Elle parvient à coup sûr à rester au centre de la nôtre. Ruth Wilson est une merveille d'actrice, capable de passer de l'innocence à la perversité en un quart de seconde.
Et même si elle a tendance à mimer les expressions d'Ann Boleyn dans les Tudors, et notamment à faire la moue avec ses lèvres, elle est remarquable dans la série, et forme avec Idriss Elba un duo qui fonctionne vraiment bien.
Seconds rôles mais pas seconds couteaux
Au delà du duo de tête, la série développe plusieurs seconds rôles, dont certains gagnent au fur et à mesure en épaisseur.
Entre l'ami de toujours, la chef loyale et rigoureuse, le bleu pétri d'admiration, la femme infidèle et le rival, on aurait pu craindre une succession de clichés, mais la série et ses protagonistes montent en puissance tout au long de la saison, et certains d'entre eux révèlent des qualités (ou des failles) insoupçonnés. Avec, pour certains, assez de mystères pour espérer de nouvelles storylines en saison 2. Notamment pour Ripley, le jeune partenaire de Luther, qui a l'air de promener de sacrées valises, les seules à même d'expliquer une loyauté aussi grande.
The BBC touch
Je ne sais pas si elle existe vraiment, la BBC touch. Ce que je sais en tout cas, c'est que la BBC a soigné ses productions 2010. Après Sherlock, voici encore un produit série bien emballé, bien réalisé. Et qui nous montre un Londres froid, gris, hostile, de béton, d'acier et de buildings. Avec des plans de rues bondées qui vont finir par devenir aussi connus que ceux des rues de NY.
Comme dans Sherlock, le générique est remarquable. Un petit bijou vite identifiable, qui fait la part belle à l'ambiance. Le héros, lui, est stylisé, réduit à une silhouette et un regard (quand c'était les reflets dans Sherlock). Le tout est orchestré par Massive Attack, et ça donne ça.
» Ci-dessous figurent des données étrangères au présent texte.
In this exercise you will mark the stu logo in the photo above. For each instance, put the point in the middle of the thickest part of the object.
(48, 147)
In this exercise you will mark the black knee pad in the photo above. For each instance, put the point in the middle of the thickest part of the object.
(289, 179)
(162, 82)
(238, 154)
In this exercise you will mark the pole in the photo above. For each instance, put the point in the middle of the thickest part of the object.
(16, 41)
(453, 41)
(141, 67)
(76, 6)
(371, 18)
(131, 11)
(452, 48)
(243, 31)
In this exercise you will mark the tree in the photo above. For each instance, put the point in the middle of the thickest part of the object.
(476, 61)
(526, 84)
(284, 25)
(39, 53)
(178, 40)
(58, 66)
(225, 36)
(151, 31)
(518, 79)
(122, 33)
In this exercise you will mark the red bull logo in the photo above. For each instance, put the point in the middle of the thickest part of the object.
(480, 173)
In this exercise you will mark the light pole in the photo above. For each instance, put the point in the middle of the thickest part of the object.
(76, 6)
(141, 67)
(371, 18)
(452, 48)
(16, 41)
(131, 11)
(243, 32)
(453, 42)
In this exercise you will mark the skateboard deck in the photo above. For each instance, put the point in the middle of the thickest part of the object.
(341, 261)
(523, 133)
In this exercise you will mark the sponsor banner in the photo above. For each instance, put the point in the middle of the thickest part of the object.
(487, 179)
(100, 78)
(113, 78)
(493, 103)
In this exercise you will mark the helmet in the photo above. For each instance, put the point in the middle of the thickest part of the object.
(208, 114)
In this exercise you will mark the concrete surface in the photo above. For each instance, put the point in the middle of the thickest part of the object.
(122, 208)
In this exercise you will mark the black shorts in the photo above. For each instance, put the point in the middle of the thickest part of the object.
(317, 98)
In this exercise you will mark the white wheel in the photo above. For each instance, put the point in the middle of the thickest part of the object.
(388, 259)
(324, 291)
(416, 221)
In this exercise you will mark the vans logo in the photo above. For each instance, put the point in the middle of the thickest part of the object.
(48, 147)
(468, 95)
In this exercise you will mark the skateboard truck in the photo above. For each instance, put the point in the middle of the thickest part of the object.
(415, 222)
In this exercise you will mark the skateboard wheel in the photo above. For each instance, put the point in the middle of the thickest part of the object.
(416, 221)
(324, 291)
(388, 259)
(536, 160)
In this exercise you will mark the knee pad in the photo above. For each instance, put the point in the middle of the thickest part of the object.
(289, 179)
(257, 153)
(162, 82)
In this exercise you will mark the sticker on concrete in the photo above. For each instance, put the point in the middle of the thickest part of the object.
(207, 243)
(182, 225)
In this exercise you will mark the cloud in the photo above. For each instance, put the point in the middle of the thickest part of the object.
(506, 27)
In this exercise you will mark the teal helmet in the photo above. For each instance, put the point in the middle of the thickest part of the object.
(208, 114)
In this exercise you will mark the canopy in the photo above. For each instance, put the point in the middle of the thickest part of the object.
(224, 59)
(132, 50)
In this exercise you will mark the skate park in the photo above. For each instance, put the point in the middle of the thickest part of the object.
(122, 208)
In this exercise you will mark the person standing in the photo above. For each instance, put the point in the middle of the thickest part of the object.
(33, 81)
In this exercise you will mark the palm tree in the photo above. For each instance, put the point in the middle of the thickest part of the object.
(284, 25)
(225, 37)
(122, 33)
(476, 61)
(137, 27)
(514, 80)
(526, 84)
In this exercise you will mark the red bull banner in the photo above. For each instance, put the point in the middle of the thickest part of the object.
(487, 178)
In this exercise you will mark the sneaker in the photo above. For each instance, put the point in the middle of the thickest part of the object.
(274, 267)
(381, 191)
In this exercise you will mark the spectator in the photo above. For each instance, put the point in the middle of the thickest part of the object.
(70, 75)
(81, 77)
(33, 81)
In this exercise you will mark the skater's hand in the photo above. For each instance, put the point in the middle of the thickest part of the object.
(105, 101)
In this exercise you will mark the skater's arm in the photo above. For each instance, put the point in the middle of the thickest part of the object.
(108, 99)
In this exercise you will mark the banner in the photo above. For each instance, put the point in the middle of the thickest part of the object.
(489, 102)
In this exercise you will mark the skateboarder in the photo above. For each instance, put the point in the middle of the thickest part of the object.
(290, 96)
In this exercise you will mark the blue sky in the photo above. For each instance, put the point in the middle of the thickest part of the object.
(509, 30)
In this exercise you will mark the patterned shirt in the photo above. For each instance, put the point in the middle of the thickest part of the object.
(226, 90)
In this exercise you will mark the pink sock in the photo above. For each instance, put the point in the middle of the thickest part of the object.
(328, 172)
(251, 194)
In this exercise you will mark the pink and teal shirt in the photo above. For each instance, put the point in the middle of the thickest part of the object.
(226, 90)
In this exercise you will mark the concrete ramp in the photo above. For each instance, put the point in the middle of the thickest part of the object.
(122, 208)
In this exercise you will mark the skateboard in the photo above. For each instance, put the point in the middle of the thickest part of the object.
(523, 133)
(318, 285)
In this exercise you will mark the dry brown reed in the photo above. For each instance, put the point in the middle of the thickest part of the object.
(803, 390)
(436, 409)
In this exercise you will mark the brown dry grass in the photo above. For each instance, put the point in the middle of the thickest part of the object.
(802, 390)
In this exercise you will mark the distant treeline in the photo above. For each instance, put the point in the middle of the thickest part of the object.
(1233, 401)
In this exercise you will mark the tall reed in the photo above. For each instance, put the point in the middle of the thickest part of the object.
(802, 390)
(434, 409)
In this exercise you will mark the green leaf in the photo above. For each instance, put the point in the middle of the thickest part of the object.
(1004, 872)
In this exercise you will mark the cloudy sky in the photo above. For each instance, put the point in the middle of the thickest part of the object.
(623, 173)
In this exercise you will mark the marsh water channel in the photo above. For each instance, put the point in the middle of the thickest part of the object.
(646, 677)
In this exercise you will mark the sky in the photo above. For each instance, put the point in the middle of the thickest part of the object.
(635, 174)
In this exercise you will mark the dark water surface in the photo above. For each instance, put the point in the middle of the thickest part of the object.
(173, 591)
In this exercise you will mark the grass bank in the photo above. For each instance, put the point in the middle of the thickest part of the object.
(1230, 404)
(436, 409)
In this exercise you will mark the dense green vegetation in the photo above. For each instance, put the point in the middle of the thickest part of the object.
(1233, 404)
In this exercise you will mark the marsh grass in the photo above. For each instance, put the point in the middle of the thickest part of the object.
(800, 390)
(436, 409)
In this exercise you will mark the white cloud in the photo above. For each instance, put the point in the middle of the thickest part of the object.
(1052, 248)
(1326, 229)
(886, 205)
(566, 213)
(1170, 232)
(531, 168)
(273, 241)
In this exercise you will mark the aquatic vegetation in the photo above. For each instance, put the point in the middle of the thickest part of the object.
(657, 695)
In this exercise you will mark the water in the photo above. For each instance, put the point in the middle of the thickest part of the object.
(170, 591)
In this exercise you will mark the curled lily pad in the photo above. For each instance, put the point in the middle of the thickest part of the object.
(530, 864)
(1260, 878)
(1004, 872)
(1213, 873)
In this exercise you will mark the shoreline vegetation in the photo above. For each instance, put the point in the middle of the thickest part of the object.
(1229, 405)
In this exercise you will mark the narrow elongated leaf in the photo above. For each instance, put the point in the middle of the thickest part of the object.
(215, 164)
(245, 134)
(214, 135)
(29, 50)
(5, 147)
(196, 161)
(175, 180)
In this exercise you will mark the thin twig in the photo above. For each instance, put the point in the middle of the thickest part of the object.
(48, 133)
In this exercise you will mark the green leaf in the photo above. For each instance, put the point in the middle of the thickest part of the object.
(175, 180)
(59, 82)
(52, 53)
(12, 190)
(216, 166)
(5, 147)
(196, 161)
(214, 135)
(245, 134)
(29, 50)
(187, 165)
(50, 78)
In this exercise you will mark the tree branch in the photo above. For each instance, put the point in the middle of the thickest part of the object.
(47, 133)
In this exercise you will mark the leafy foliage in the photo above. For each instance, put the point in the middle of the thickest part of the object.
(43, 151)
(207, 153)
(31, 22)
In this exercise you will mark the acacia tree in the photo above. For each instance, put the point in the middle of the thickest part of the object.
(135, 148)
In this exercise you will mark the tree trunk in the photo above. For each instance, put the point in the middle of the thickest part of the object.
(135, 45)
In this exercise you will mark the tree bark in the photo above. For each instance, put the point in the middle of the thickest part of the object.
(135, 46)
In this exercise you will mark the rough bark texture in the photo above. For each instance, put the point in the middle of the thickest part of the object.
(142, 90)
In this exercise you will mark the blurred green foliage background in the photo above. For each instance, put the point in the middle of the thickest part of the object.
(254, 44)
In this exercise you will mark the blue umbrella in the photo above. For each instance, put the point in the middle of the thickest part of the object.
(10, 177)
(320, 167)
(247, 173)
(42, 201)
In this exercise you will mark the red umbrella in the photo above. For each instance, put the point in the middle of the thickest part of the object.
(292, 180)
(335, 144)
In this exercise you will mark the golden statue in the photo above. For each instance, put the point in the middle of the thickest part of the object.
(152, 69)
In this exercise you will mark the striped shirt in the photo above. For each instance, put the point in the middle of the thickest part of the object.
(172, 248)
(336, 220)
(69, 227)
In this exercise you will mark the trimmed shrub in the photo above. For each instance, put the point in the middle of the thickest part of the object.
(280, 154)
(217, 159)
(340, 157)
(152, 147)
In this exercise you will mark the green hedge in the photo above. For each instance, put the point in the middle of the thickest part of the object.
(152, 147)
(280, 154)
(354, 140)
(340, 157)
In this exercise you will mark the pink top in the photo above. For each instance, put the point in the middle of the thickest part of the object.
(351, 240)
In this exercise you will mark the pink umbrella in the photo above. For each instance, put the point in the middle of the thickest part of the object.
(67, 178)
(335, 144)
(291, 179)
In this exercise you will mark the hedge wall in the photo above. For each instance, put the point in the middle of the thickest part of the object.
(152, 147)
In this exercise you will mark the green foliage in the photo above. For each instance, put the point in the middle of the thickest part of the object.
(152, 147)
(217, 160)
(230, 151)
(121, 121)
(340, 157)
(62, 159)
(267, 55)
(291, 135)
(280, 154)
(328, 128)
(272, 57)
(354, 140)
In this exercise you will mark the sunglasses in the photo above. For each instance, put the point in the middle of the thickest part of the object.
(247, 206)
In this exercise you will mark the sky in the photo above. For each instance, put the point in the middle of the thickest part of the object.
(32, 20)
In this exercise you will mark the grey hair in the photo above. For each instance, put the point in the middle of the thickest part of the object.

Quant aux choix musicaux, comme ça a été dit sur le site, c'est brit, donc c'est bon. En fait, la musique dans Luther est plutôt discrète et n'apparaît finalement que dans le dénouement, dont elle est un élément majeur, souvent en remplacement des dialogues. Et qui se charge d'écrire ce texte de fin ? Au choix, Sia, Muse ou encore la divine Nina Simone. Bref, plutôt des pointures.
Seul regret, comme dans Sherlock, la production a décidé de terminer sur un cliffhanger, laissant les fidèles spectateurs dans une longue longue attente pour connaître le sort réservé aux protagonistes.
C'est un reproche, et c'est l'un des seuls que je ferai à Luther. Parce que j'ai adoré voir la série la première fois, et que je la revisionnerai sans peine juste avant la deuxième saison, prévue dans quelques mois. J'espère que je ne serai pas la seule.